January 3, 2008 – In Wednesday's data, the ISM diffusion index of U.S. manufacturing activity fell by 3.1 index points to 47.7 in December – signaling a decline in December manufacturing activity (Chart 1).
December’s index level was the lowest since April 2003 (Chart 2).
The economy was not in a recession in April 2003, and it would be premature to conclude that the economy is in a recession now. Nevertheless, such weak readings on manufacturing activity are unusual for a growing economy.
According to the ISM press release “…December was apparently a very tough month as New Orders, Production and Employment were all below the break-even mark of 50 percent.”

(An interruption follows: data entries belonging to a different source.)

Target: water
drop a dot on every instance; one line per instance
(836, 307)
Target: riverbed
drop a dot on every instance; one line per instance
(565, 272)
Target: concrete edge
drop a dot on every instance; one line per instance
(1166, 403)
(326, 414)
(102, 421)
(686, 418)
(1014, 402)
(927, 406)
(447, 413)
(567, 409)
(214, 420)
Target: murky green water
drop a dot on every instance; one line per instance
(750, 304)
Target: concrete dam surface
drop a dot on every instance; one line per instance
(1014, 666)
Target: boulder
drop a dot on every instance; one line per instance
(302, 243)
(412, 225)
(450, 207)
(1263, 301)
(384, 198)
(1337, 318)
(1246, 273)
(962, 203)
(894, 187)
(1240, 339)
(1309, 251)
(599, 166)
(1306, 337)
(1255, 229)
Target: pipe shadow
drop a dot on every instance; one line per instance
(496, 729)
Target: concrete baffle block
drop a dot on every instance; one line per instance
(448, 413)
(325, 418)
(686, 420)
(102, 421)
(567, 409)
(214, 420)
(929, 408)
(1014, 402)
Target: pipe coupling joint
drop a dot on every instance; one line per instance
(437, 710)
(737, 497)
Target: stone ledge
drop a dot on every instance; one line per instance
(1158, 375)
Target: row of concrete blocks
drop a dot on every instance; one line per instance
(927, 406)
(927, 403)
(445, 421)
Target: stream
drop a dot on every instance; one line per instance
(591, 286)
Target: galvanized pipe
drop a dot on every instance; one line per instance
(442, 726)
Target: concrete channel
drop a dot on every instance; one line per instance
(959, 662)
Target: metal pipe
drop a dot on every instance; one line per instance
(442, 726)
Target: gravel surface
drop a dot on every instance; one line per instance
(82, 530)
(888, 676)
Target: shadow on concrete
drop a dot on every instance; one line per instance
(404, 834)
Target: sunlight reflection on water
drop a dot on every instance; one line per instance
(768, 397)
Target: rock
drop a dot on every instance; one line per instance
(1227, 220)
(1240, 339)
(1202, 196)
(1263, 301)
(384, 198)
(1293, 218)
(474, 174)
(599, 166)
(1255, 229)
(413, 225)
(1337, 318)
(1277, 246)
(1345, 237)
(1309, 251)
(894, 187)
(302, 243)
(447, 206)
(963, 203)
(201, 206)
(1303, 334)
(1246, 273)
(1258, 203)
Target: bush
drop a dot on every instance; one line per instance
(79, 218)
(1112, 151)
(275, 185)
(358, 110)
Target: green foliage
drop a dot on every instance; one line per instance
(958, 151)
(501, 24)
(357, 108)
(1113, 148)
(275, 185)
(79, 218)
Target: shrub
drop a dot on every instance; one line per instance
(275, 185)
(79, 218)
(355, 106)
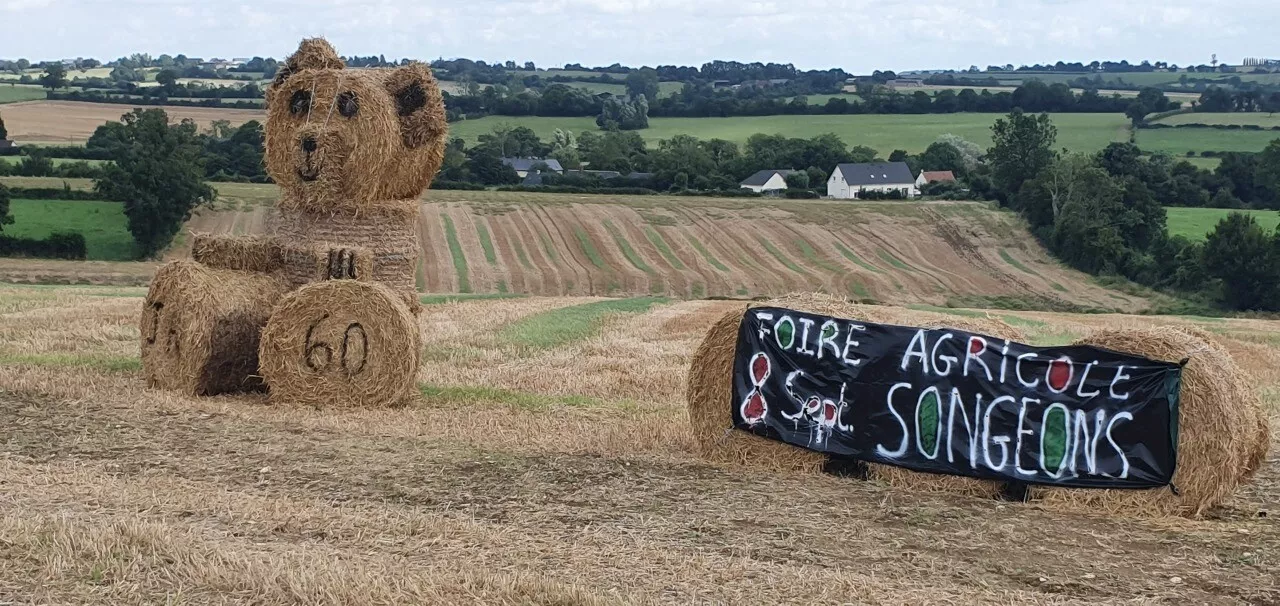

Among these components, the new-order index showed the most dramatic decline, falling by 6.9 index points to 45.7 in December (Chart 3). That was its lowest level since the last recession.
According to the ISM, housing-related industries bore the worst of this falloff in demand, and export-oriented industries suffered the least.
Manufacturers also complained that strong growth in input prices has been squeezing their profit margins. The ISM input price index rose by 0.5 index points to 68.0 in December – still signaling very strong cost growth (Chart 4).
However, given continuing weakness in the demand for manufactured goods, these cost increases would pose a much smaller inflation threat than they would in a stronger demand environment.